There is no ethical merit in continuing business as usual in any university while our people in Palestine are being eliminated. Yes, our people. The Palestinian cause is the cause of all of us who are faithful and have grown up under the yoke of colonial and state terrorist practices. The Palestinian struggle for liberation and self-determination is the struggle of all people who fight for the abolishment of all structures  of oppression. It is a students’ struggle, a prisoners` struggle, a workers` struggle, a refugees’ struggle, a class struggle, a feminist struggle. This is why pro-Palestinian movements are often oppressed, surveilled, and excluded from the fragile structures of democratization. We will not allow our struggle to be co-opted by a malicious performance of ‘inclusivity’ and ‘compassion’. We have a duty to act.

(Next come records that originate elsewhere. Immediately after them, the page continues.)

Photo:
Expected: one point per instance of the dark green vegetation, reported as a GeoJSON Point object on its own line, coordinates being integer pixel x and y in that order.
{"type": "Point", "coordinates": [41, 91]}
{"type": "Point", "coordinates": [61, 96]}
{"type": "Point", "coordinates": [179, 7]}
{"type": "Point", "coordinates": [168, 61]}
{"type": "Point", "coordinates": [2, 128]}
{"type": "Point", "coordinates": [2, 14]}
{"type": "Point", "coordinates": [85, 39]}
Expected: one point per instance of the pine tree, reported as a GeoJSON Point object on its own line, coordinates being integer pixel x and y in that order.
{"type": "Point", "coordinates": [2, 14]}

This is praxis: to do our part from where we stand, to stop the genocide and stand against the perpetrators of the genocide and hence, inevitably, with the Palestinian resistance towards self-determination.

We, as students and alum, demand CEU decision-makers to take the following actions:

  1. Participate in the Global General Strike in solidarity with Palestine by shutting down the university on the 20th of October 2023, while emphasizing that there will be no deduction of salaries and penalizing faculty, students, staff members and workers.
  2. Issue an official statement condemning the ongoing genocide in Palestine and all the international actors involved in it. The institutional, political and academic silence and silencing must be broken.
  3. Declare a university-wide Day of Mourning for Gaza, the West Bank and South Lebanon.
  4. Issue a boycott statement against all israeli institutions and academics promoting, justifying,  and normalizing political Zionist discourse.
  5. Provide legal and financial support to CEU students fined for exercising the right of peaceful assembly during the Solidarity Vigil for Palestine held on the 11th of October.
  6. Provide sustainable academic, financial, and psychological support for all students, faculty, and staff members impacted directly or indirectly by the genocide. 
  7. Acknowledge the gross misrepresentation of history in CEU Jewish Studies Program’s 14th of October statement titled ‘Statement in Support of Israel’ characterizing the unfolding events of 7th of October as “the grave setback for the cause of peace”, which erases the 75 years of settler-colonial genocide in the Palestine.
  8. Issue a statement in solidarity with all students punished by their universities due to their expressions of solidarity for Palestine.
  9. The Student Union should adopt this statement and disseminate it, as well as respond to any institutional repercussions to the signatories.

Signed:

The Free Palestine Collective, composed of BA, MA and PHD students and alumni from the following departments, programs and advanced certificates in CEU: Central European Studies; Culture, Politics and Society; Economics and Business; Gender Studies; History; International Relations; Jewish Studies; Legal Studies; Nationalism Studies; Philosophy; Philosophy, Politics and Economics; Political Science; Public Policy; Religious Studies; Romani Studies; and Sociology and Social Anthropology.